The dataframe has three columns (column1 = Date, column2 = String31, column3 = String15).
column1 | column2 | column3
date | String31 | String15
2022-06-29 | Test | 100.00
Only column1 has the right datatype. I would like to change both column2 (to just String) and column3 (to Real or Float64). I managed to change column two, but when I tried to change column3 I got that I can't change string to real.

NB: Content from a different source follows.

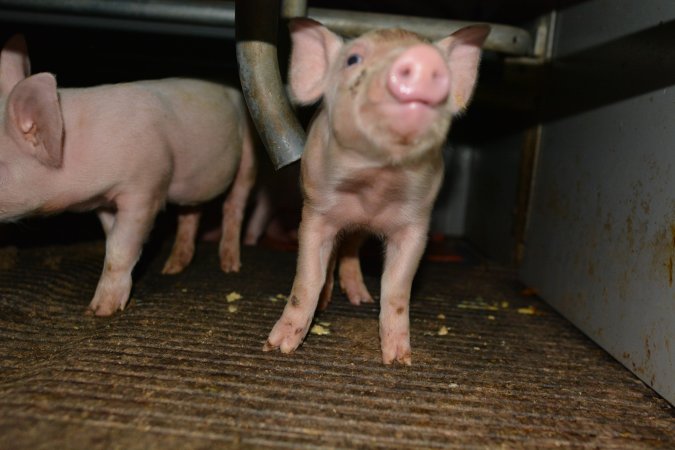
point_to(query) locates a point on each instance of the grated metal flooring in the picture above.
(183, 368)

How would I go about to change these two columns?
On column2
I would recommend leaving it as String31
unless you run into an issue with that (and if you do maybe raise an issue with the InlineStrings.jl
package). String31
is a datatype mainly aimed at data analysis workflows where large number of strings are created in memory (such as in a long DataFrame column), which puts a lot of pressure on Julia's garbage collector. Working with InlineStrings like String31
is therefore likely to speed up the analysis in many cases (this won't matter if your data set is small).
For column3
, if you want to get a number from a string you need to parse
it:
julia> parse(Float64, "100.0")
100.0
You can apply this to the whole column by broadcasting:
df.column2 = parse.(Float64, df.column2)
That said, this operation is likely to fail, because if it would work CSV.jl would have parsed the column as numeric already. The fact that the column is String
tells you that there's likely something in there which can't be parsed as a number - one popular example is a thousands separator (e.g. in files that came from Excel).
parse
will however tell you where it failed:
julia> parse.(Float64, ["100.0", "1,000.0"])
ERROR: ArgumentError: cannot parse "1,000.0" as Float64
In this case you would to parse.(Float64, replace.(df.column2, "," => ""))
to remove thousands separators.
[If parse
just works without any changes you might have discovered a bug in CSV.jl
s type detection algorithm which might be worth filing an issue for.]